Last week, five independent authors shared their experiences of getting published. Today, two more writers join the debate. Triskele Books author Jasper Dorgan and ALLiA member Dan Holloway tell us what they've learned since they took the leap into independent publishing.

JASPER DORGAN

An author’s lot is a lonely one. The writing can’t be done by anyone else but you. Some human contact of kindred spirits, who are not always necessarily kindred, can be found in the best peer review sites but they are still distant and for the most and inevitable part of the roller coaster processes of writing a book you are on your own.  But of course it’s not a book yet, it’s only a manuscript. That’s what I had a year ago. 90,000 painstakingly crafted words on paper, or rather hidden away in the cyber caves. I didn’t have a book.
I would not be published without the help given by my fellow Triskele authors and friends. In the last year I have learned from them about script editing and typesetting and cover design and ISBN licensing and POD and e-booking and most of all I have learned that  it takes a person to write a book but it takes a team to make it. A real, live book. My book. There are scant few thrills to compare to it. Apart from writng the next.

www.jasperdorgan.com

DAN HOLLOWAY

I made the decision to write “seriously”, in the sense that I thought it’d be cool for someone other than me to read what I wrote, in 2007. By 2008 I had decided that I was going to self-publish because no self-respecting (or shareholder-respecting) publisher was going to go near my weird and quirky bits of literary fiction.
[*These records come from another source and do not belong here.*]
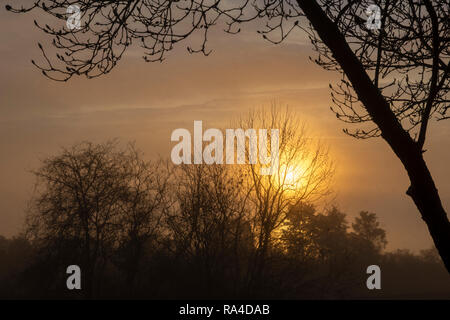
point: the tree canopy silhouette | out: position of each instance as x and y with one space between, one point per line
394 79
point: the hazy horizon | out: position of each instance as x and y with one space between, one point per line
145 102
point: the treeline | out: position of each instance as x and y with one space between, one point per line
141 229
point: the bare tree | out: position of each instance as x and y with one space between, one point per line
94 202
142 207
303 172
395 78
75 209
208 223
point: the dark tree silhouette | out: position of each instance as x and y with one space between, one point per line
396 78
92 201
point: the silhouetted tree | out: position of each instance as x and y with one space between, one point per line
396 77
91 200
368 228
302 172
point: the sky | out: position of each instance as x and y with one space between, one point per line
145 102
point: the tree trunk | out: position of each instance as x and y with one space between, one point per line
422 190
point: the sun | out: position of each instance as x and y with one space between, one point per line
290 176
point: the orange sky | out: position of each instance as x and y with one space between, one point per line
146 102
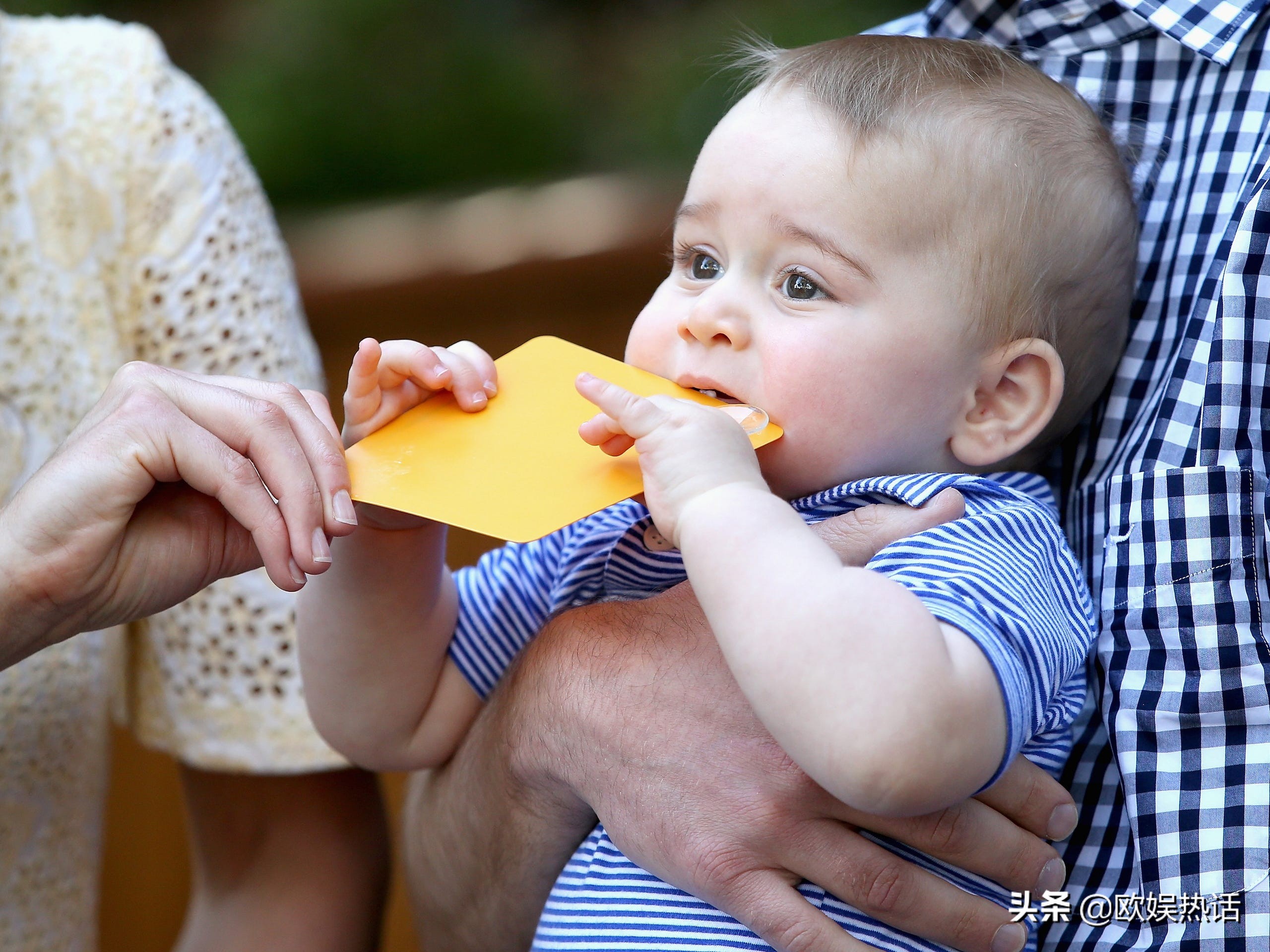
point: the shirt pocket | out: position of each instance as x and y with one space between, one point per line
1183 664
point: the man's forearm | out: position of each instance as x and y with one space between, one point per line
488 833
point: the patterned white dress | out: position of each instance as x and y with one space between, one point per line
131 226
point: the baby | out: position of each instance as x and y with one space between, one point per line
917 257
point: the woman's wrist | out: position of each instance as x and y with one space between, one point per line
27 622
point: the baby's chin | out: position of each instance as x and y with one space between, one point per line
790 477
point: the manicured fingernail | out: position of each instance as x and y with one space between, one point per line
1010 939
321 549
343 507
1052 878
1062 822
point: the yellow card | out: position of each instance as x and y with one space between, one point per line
517 470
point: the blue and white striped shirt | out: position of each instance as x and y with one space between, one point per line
1003 574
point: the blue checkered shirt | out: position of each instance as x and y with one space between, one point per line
1165 488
By January 2009 I had started a collective of like-minded individuals and we had an absolute ball, pushing each other to new levels of weirdness and quirk, exploring form and the boundaries of media and genre with absolutely no one to be answerable to. The self-publishing community seemed to be full of creative anarchists and refuseniks and I loved it. Then along came Kindle and very quickly that changed. Self-publishing was flooded with entrepreneurs, people who wanted to make more bucks by by-passing those in the middle. The media got interested in self-publishing – because it was financially making waves. For those of us who’d set out in 2008/9 it felt like our skateboard park had been bulldozed to make room for yuppie winebars. And then in the last 12 months, things changed again. Quickly. More and more small presses seemed to be popping up doing exciting, uncommercial, experimental things, the kind of things we’d loved doing when we set out. I feel almost like I’ve come full circle, and am seriously considering submitting my work for the first time in years. Self-publishing is no longer the creative frontier – it hasn’t been fro two or more years. But now we have such a frontier again – with small presses.